In an exemplary embodiment of the present disclosure, after obtaining the total purchase amount, the average revenue per user may be obtained according to the total purchase amount, the total put amount, and the number of purchases, and the calculation formula of the average revenue per user is shown in formula (2):
Figure BDA0001773733000000071
wherein M is average income of each user corresponding to each advertisement delivery channel, A put To put in the total amount, P n Is the number of buyers.
In an exemplary embodiment of the present disclosure, users may be classified into old users, active users, and new users, and user conversion rates including conversion rates of active users into old users, new users into active users, and unregistered users into new users may be determined according to clicking actions of the users.
In step S130, a desired delivery value of each advertisement delivery channel is obtained according to the average income per user and the user conversion rate.

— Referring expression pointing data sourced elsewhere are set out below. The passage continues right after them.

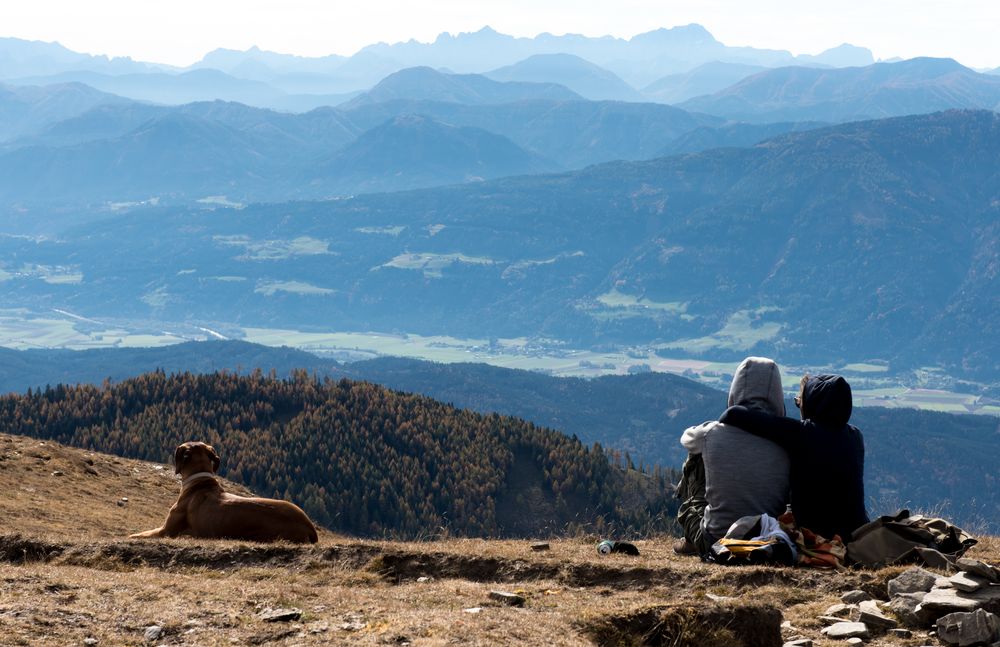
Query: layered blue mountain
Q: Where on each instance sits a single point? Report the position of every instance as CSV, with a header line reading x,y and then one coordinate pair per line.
x,y
704,79
24,110
426,84
19,58
915,86
870,240
205,84
583,77
413,151
278,156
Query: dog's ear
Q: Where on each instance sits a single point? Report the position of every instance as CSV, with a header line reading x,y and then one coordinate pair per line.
x,y
215,458
180,455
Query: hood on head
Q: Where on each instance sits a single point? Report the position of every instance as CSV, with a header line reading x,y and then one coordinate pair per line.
x,y
826,399
757,385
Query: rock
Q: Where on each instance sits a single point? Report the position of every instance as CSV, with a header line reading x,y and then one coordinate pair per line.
x,y
964,629
904,606
941,602
510,599
853,597
976,567
873,618
915,580
280,615
843,630
964,581
830,620
840,610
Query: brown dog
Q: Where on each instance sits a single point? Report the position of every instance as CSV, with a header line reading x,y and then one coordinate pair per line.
x,y
204,510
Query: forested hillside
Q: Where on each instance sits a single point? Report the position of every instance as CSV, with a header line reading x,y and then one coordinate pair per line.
x,y
359,458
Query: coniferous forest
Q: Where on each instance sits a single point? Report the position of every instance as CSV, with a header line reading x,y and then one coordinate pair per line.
x,y
360,458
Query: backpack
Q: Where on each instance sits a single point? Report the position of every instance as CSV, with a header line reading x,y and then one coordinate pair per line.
x,y
904,538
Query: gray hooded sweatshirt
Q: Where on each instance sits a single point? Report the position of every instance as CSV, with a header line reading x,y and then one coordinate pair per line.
x,y
744,474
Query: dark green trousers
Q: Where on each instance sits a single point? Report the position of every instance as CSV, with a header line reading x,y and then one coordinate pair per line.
x,y
691,492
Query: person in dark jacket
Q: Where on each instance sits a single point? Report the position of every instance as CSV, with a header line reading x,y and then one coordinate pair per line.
x,y
827,455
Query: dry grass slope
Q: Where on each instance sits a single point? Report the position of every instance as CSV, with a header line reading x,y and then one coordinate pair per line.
x,y
67,574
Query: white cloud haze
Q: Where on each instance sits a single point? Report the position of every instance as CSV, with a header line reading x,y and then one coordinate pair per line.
x,y
182,31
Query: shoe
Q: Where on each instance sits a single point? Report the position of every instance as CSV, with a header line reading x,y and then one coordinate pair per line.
x,y
684,547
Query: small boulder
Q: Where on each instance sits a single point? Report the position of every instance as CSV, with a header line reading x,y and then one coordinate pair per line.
x,y
964,629
874,619
915,580
280,615
855,596
964,581
844,630
904,606
510,599
976,567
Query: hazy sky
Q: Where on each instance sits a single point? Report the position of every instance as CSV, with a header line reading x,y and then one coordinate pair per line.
x,y
182,31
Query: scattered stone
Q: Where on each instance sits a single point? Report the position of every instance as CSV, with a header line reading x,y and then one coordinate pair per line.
x,y
280,615
874,619
843,630
830,620
354,623
840,610
940,602
915,580
976,567
904,606
854,597
510,599
964,629
963,581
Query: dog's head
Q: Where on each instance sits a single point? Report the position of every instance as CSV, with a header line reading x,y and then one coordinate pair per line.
x,y
195,457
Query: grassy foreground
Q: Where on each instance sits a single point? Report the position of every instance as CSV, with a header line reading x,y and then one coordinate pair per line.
x,y
68,576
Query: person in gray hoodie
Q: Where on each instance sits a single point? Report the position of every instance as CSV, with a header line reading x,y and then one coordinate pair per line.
x,y
729,473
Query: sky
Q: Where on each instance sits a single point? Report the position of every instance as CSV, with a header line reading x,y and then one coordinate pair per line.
x,y
180,32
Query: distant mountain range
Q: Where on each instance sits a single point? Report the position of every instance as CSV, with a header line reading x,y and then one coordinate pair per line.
x,y
915,86
425,84
870,240
580,76
597,68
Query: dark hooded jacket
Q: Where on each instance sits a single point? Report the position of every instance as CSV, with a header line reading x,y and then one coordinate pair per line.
x,y
827,456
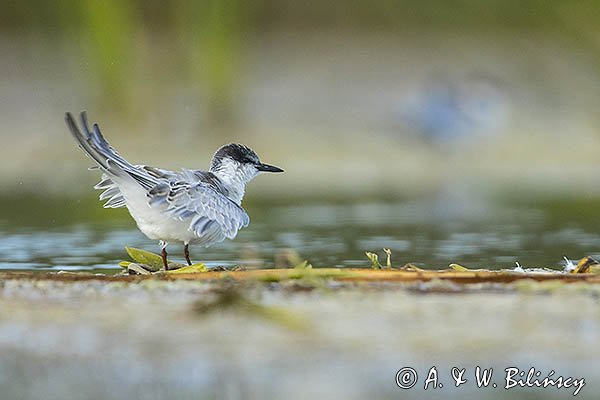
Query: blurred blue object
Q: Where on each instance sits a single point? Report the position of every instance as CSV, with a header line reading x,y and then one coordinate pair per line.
x,y
447,112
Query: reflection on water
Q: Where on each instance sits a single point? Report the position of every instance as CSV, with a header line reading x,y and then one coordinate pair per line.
x,y
430,234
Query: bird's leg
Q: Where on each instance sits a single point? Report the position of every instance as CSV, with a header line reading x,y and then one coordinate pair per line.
x,y
164,254
186,253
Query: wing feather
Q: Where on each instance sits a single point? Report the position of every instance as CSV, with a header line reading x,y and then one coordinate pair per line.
x,y
212,215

In exemplary embodiments of the present disclosure, the placement expectations for individual advertising channels may be calculated based on average revenue per user and user conversion rate. The calculation formula of the expected value is shown in formula (3):
P=a(M-m)+b(N-n) (3)
wherein P is the expected value of delivery, M is the average income of each user corresponding to each advertisement delivery channel, N is the user conversion rate corresponding to each advertisement delivery channel, M is the set average income standard value of each user, N is the set user conversion rate standard value, a and b are coefficients, and 0< a <1,0< b <1.
As can be seen from the formula (3), when the average income of each user is higher than the average income standard value of each user and the conversion rate of the user is higher than the conversion rate standard value of the user, the corresponding delivery channel is the delivery channel with larger profit space, and the delivery channel with the largest profit can be obtained by comparing the expected value of the delivery of each delivery channel.
In step S140, the average revenue per user, the user conversion rate, and the delivery expectation value are input into a data model to train the data model.
In an exemplary embodiment of the present disclosure, after obtaining the input expected value, the average revenue per user and the user conversion rate may be used as input vectors, and the input expected value may be used as output vectors, to be input to the data model to perform machine training on the data model. The data model can be a neural network model, a logistic regression model and other machine learning models, and is trained through average income, user conversion rate and expected throwing value of each user corresponding to a plurality of advertisement throwing channels so as to obtain the data model with excellent performance.
In step S150, the target delivery channel is predicted by the data model, so as to obtain a predicted expected value, and the advertisement delivery channel to be delivered is obtained according to the predicted expected value.
In the exemplary embodiment of the disclosure, after the data model is trained, user data and product data corresponding to a target delivery channel in a preset time period can be collected, average income and user conversion rate of each user are obtained according to the user data and the product data, then the average income and the user conversion rate of each user are input into the data model, the data model is used for processing and outputting a predicted expected value, and an advertisement provider can evaluate the target delivery channel according to the predicted expected value to guide the delivered advertisement quantity. Further, a predicted expected standard value can be set, and when the predicted expected value is higher than the predicted expected standard value, the target delivery channel is good in quality, can be used as an advertisement delivery channel to be delivered, and increases the delivery quantity; when the predicted expected value is lower than the predicted expected standard value, the quality of the target delivery channel is poor, and the advertisement provider should consider reducing the delivery amount or stopping the delivery.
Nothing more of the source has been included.